ACE2 also is expressed in other tissues including proximal tubular cells of kidney [61], colon and ileum of the digestive system [62], urothelial cells of the gallbladder [49], and liver, pancreas and heart myocytes [63], which can justify COVID-19 infection side effects. ACE2 is also expressed in lymphocytes and following infection with the virus, their population decreases and the immune system weakens [13].
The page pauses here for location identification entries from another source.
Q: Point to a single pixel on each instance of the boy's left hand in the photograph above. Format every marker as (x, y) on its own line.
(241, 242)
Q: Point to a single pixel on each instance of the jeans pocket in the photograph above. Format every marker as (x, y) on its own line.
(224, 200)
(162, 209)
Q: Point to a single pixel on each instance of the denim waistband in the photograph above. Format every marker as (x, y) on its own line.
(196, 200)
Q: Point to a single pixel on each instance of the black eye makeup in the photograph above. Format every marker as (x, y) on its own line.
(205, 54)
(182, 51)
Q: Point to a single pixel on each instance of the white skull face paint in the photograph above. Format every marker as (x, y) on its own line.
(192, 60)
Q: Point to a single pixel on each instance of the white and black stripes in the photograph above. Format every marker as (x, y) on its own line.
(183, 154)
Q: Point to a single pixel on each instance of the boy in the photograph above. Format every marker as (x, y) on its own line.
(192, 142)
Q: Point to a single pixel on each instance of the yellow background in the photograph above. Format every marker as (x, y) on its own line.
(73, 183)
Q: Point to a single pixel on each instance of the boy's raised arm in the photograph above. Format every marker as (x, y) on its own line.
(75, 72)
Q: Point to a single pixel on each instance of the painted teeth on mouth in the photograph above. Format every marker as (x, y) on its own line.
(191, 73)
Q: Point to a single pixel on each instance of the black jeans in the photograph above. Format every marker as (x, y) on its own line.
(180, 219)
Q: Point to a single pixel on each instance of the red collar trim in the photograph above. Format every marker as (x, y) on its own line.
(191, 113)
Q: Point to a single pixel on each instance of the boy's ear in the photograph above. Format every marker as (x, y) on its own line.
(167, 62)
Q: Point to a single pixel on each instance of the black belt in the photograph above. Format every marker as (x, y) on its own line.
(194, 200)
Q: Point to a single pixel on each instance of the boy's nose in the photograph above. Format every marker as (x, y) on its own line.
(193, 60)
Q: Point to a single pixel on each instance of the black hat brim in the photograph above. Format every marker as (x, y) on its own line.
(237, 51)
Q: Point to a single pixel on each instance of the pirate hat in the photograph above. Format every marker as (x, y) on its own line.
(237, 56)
Also, different isoenzymes of CA have a high rate of expression in various tissues with critical biochemical functions in the pH homeostasis and alveolar O2-CO2 exchange [64]. After the inhalation, the oxygen is entered to alveoli of lungs with higher pressure than blood capillaries and delivered to hemoglobin in red blood cells (RBCs) [65]. Then, H2CO3 is catalyzed to CO2 and water molecule by CA ll of RBCs. In the acute COVID-19, following the destructive effects of virus on the pulmonary cells, the O2-CO2 exchange rate is impaired, leading to respiratory acidosis and shifting the pH of blood to acidic state and also increasing the concentration of blood CO2 [66]. Subsequently, the kidney proximal tubular cells increase reabsorption of HCO3 leading to acid and ammonium excretion [67]. Then, H+ of the tubular fluid is combined with HCO3 producing H2CO3, which is catalyzed to H2O and CO2 by CAs localized in kidney tissue [68]. Hence, as the consequence of infection of various cells including pulmonary cells of lungs, myocytes of heart, proximal tubular cells of kidney, and other ACE2-expressing cells (which mainly express CAs) with SARS-CoV-2 and reducing the ability of CO2 exhalation, the concentration of blood CO2 is elevated so even the lungs alveoli became unable in O2-CO2 exchange with pulmonary artery and vein through the CA enzymatic reaction [69]. The respiratory acidosis is associated with weakness of the respiratory muscles, arrhythmias, hypotension, myocardial depression, and decreasing in renal blood flow [66]. As the immunological aspect, the respiratory acidosis induces apoptosis and release of proinflammatory cytokines following RAS activation and raising the expression level of angiotensinogen by leukocytes [70]. Finally, the respiratory acidosis can lead to pulmonary edema, severe hypoxia as well as heart and renal failures [66]. Regarding to coexpression analyses results and referring to lack of sufficient information related to human CA VB, we couldn’t find the reason of the coexpression prediction of neprilysin and ACE2 with CA VB, which needs further experiments in future.

Conclusions

Overally, due to high expression rate of ACE2 in the human organs and presence of a potential association with neprilysin in RAS and CAs, SARS-CoV-2 could be considered as an aggressive pathogen to all human organs which express ACE2. Therefore, this pathologic association (ACE2-Neprilysin-CA) complex can present valuable physiologic information to clinicians to innovate more influential treatment protocols against COVID-19.